Criam pranchas de surf com milhares de beatas e querem o fim do lixo nos oceanos

The Cigarette Surfboard é um projeto de dois americanos que viajam à procura de soluções para o lixo nos oceanos, organizam campanhas de sensibilização, criam pranchas com milhares de beatas e desafiam surfistas a experimentá-las. Jack Johnson foi a mais recente estrela mundial a querer fazer parte do movimento.

Taylor Lane é designer industrial, Ben Judkins é o camera man. Os dois estão a criar um filme de surf que alerte para os problemas ambientais por cada beata que é atirada para o chão ou que acabe nos oceanos e de que forma se pode mudar a mentalidade do uso do plástico. E estão lançados, depois de uma campanha de crowdfundinge de muitas voltas pelo mundo a espalhar uma mensagem, a ouvir especialistas, ambientalistas, mas também em busca de ondas.
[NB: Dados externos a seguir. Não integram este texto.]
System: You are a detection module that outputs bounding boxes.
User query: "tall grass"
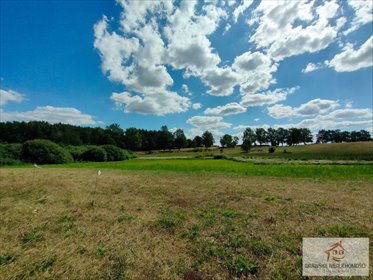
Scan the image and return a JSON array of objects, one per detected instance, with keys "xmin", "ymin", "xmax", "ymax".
[{"xmin": 46, "ymin": 159, "xmax": 373, "ymax": 180}]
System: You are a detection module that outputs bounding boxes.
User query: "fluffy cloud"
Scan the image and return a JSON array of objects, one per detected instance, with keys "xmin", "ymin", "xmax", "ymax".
[
  {"xmin": 205, "ymin": 103, "xmax": 246, "ymax": 116},
  {"xmin": 94, "ymin": 0, "xmax": 232, "ymax": 115},
  {"xmin": 232, "ymin": 52, "xmax": 277, "ymax": 95},
  {"xmin": 1, "ymin": 106, "xmax": 97, "ymax": 125},
  {"xmin": 111, "ymin": 91, "xmax": 191, "ymax": 116},
  {"xmin": 344, "ymin": 0, "xmax": 373, "ymax": 35},
  {"xmin": 0, "ymin": 89, "xmax": 25, "ymax": 106},
  {"xmin": 241, "ymin": 87, "xmax": 299, "ymax": 107},
  {"xmin": 192, "ymin": 103, "xmax": 202, "ymax": 110},
  {"xmin": 302, "ymin": 61, "xmax": 329, "ymax": 73},
  {"xmin": 268, "ymin": 98, "xmax": 340, "ymax": 119},
  {"xmin": 233, "ymin": 0, "xmax": 253, "ymax": 23},
  {"xmin": 202, "ymin": 67, "xmax": 238, "ymax": 96},
  {"xmin": 327, "ymin": 108, "xmax": 373, "ymax": 120},
  {"xmin": 187, "ymin": 116, "xmax": 232, "ymax": 129},
  {"xmin": 249, "ymin": 1, "xmax": 341, "ymax": 61},
  {"xmin": 329, "ymin": 36, "xmax": 373, "ymax": 72}
]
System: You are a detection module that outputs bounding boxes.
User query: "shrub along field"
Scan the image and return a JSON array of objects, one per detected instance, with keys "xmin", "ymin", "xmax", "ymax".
[
  {"xmin": 136, "ymin": 141, "xmax": 373, "ymax": 161},
  {"xmin": 0, "ymin": 167, "xmax": 373, "ymax": 279}
]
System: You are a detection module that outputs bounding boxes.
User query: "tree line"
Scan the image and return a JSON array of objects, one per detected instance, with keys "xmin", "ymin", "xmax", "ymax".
[{"xmin": 0, "ymin": 121, "xmax": 372, "ymax": 151}]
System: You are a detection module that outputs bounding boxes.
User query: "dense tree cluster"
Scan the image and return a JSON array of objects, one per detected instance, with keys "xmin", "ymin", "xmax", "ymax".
[
  {"xmin": 316, "ymin": 129, "xmax": 372, "ymax": 143},
  {"xmin": 242, "ymin": 127, "xmax": 312, "ymax": 151},
  {"xmin": 0, "ymin": 121, "xmax": 371, "ymax": 155},
  {"xmin": 0, "ymin": 121, "xmax": 215, "ymax": 151}
]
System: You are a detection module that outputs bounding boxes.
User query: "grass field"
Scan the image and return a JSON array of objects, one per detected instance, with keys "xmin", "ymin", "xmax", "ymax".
[
  {"xmin": 137, "ymin": 141, "xmax": 373, "ymax": 161},
  {"xmin": 40, "ymin": 159, "xmax": 373, "ymax": 180},
  {"xmin": 0, "ymin": 163, "xmax": 373, "ymax": 279}
]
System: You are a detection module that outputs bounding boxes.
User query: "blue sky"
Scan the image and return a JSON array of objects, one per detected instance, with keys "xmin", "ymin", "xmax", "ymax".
[{"xmin": 0, "ymin": 0, "xmax": 373, "ymax": 140}]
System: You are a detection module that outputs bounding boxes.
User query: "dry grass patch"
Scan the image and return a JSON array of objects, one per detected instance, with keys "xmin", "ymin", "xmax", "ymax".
[{"xmin": 0, "ymin": 169, "xmax": 373, "ymax": 279}]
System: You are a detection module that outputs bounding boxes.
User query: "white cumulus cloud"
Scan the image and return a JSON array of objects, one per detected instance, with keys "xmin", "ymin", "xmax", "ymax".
[
  {"xmin": 268, "ymin": 98, "xmax": 340, "ymax": 119},
  {"xmin": 329, "ymin": 36, "xmax": 373, "ymax": 72},
  {"xmin": 187, "ymin": 116, "xmax": 232, "ymax": 129},
  {"xmin": 241, "ymin": 87, "xmax": 299, "ymax": 107},
  {"xmin": 0, "ymin": 89, "xmax": 25, "ymax": 106},
  {"xmin": 204, "ymin": 103, "xmax": 246, "ymax": 116},
  {"xmin": 1, "ymin": 106, "xmax": 97, "ymax": 125}
]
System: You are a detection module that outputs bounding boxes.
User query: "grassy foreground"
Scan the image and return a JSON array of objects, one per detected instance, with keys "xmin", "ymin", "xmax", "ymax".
[
  {"xmin": 0, "ymin": 167, "xmax": 373, "ymax": 280},
  {"xmin": 41, "ymin": 159, "xmax": 373, "ymax": 180}
]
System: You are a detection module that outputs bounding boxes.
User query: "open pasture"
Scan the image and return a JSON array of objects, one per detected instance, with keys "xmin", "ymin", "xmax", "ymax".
[{"xmin": 0, "ymin": 165, "xmax": 373, "ymax": 279}]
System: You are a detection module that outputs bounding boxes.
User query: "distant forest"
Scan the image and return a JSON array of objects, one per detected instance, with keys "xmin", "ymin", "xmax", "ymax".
[{"xmin": 0, "ymin": 121, "xmax": 372, "ymax": 151}]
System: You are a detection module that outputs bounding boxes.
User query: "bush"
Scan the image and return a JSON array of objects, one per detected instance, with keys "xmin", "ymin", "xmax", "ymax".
[
  {"xmin": 20, "ymin": 139, "xmax": 73, "ymax": 164},
  {"xmin": 0, "ymin": 144, "xmax": 22, "ymax": 166},
  {"xmin": 102, "ymin": 145, "xmax": 128, "ymax": 161},
  {"xmin": 81, "ymin": 147, "xmax": 107, "ymax": 161},
  {"xmin": 214, "ymin": 155, "xmax": 227, "ymax": 159},
  {"xmin": 66, "ymin": 145, "xmax": 95, "ymax": 161},
  {"xmin": 0, "ymin": 144, "xmax": 22, "ymax": 160}
]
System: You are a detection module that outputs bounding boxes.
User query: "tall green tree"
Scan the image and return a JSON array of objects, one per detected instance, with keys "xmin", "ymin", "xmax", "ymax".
[
  {"xmin": 202, "ymin": 130, "xmax": 215, "ymax": 148},
  {"xmin": 241, "ymin": 127, "xmax": 256, "ymax": 152},
  {"xmin": 159, "ymin": 125, "xmax": 174, "ymax": 150},
  {"xmin": 255, "ymin": 128, "xmax": 268, "ymax": 146},
  {"xmin": 193, "ymin": 135, "xmax": 203, "ymax": 147},
  {"xmin": 267, "ymin": 127, "xmax": 278, "ymax": 146},
  {"xmin": 174, "ymin": 128, "xmax": 188, "ymax": 149},
  {"xmin": 220, "ymin": 134, "xmax": 233, "ymax": 148},
  {"xmin": 125, "ymin": 127, "xmax": 141, "ymax": 151}
]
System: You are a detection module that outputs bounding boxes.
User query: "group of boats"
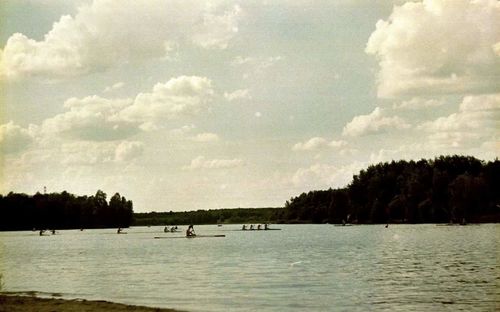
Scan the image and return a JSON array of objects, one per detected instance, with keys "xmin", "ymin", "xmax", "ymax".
[{"xmin": 241, "ymin": 223, "xmax": 281, "ymax": 231}]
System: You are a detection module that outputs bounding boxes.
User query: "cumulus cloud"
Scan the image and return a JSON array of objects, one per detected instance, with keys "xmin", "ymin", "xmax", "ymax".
[
  {"xmin": 183, "ymin": 156, "xmax": 245, "ymax": 170},
  {"xmin": 41, "ymin": 95, "xmax": 139, "ymax": 141},
  {"xmin": 115, "ymin": 141, "xmax": 144, "ymax": 162},
  {"xmin": 418, "ymin": 94, "xmax": 500, "ymax": 147},
  {"xmin": 104, "ymin": 81, "xmax": 125, "ymax": 92},
  {"xmin": 342, "ymin": 107, "xmax": 410, "ymax": 137},
  {"xmin": 192, "ymin": 132, "xmax": 220, "ymax": 142},
  {"xmin": 392, "ymin": 97, "xmax": 445, "ymax": 110},
  {"xmin": 0, "ymin": 0, "xmax": 241, "ymax": 78},
  {"xmin": 0, "ymin": 121, "xmax": 34, "ymax": 154},
  {"xmin": 36, "ymin": 76, "xmax": 216, "ymax": 141},
  {"xmin": 230, "ymin": 56, "xmax": 283, "ymax": 79},
  {"xmin": 119, "ymin": 76, "xmax": 214, "ymax": 123},
  {"xmin": 224, "ymin": 89, "xmax": 251, "ymax": 102},
  {"xmin": 292, "ymin": 162, "xmax": 366, "ymax": 190},
  {"xmin": 292, "ymin": 137, "xmax": 347, "ymax": 151},
  {"xmin": 366, "ymin": 0, "xmax": 500, "ymax": 97}
]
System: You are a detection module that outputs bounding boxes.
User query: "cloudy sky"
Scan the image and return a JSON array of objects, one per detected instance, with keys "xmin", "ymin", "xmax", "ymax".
[{"xmin": 0, "ymin": 0, "xmax": 500, "ymax": 212}]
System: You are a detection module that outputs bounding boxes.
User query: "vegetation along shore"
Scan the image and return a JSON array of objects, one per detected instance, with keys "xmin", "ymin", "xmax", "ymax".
[
  {"xmin": 0, "ymin": 155, "xmax": 500, "ymax": 230},
  {"xmin": 0, "ymin": 295, "xmax": 182, "ymax": 312}
]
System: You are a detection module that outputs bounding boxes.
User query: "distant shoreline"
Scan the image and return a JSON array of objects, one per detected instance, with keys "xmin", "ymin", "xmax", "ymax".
[{"xmin": 0, "ymin": 293, "xmax": 180, "ymax": 312}]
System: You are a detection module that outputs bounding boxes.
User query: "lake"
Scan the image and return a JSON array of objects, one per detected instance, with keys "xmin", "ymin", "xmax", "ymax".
[{"xmin": 0, "ymin": 224, "xmax": 500, "ymax": 312}]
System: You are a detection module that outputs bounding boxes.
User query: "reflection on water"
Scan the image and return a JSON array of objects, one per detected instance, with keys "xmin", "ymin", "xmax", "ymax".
[{"xmin": 0, "ymin": 224, "xmax": 500, "ymax": 311}]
Tudo começou quando Taylor participou numa competição internacional, na qual o desafio anual são criarem-se soluções «amigas do ambiente» para pranchas de surf, utilizando lixo como parte dos materiais. Taylor apresentou uma tábua com mais de 10 mil beatas apanhadas na costa da Califórnia. E ganhou. Foi em 2017 e a partir dessa altura focou-se em aperfeiçoar o shape de mais pranchas, recorrendo a profissionais com melhores técnicas.

Jack Johnson, músico, ativista ambiental e surfista profissional, conheceu a dupla num evento em San Diego, nos EUA, em 2018. Quando soube que iriam fazer mais pranchas, não hesitou convidá-los para irem ao Havai - a «sua terra». Um ano depois, a viagem concretizou-se e Jack pôde fazer-se às ondas com milhares de beatas. «Atirar um cigarro para o chão era um gesto quase elegante, como víamos nos filmes a preto e branco. Felizmente, agora é o oposto», conta Jack Johnson num vídeo de divulgação feito pela dupla. «Nas primeiras ondas precisei de me habituar, como em qualquer prancha boa. É sempre preciso adaptação».

O ativista ambiental acredita que é um desafio fazer parte de um problema e encará-lo de forma divertida, usando soluções para combatê-lo. "Recebemos tanto do oceano que em determinada altura só queremos retribuir e dar-lhe alguma coisa de bom. E esta é a altura certa para o fazer."

Para a dupla, Taylor e Ben, a poluição do plástico é um problema mundial, sem fronteiras, e é isso que querem mostrar com o filme: "de que forma podemos agir, que soluções existem e o impacto que isso poderá ter no presente e futuro", explicam numa entrevista à revista de surf Carve Magazine .

Taylor e Ben sentem a responsabilidade de ser ativos, de contribuir para um planeta melhor e de espalhar uma mensagem. "Precisamos de encontrar um equilíbrio no mundo entre o que damos e os recursos que retiramos. E é aí que os surfistas têm um papel importante, como líderes que podem chamar a atenção. Damos de caras com plástico dentro de água, seja em que parte do mundo estivermos."

Os dois reconhecem que o impacto deles tem pouca expressão - para já -, mas acreditam que é com as pequenas comunidades que o trabalho deve ser feito e, aos poucos, vamos atingindo mais pessoas, mudando mentalidades e hábitos. "Precisamos de começar por algum lado. Primeiro limpamos o quarto e depois a casa toda".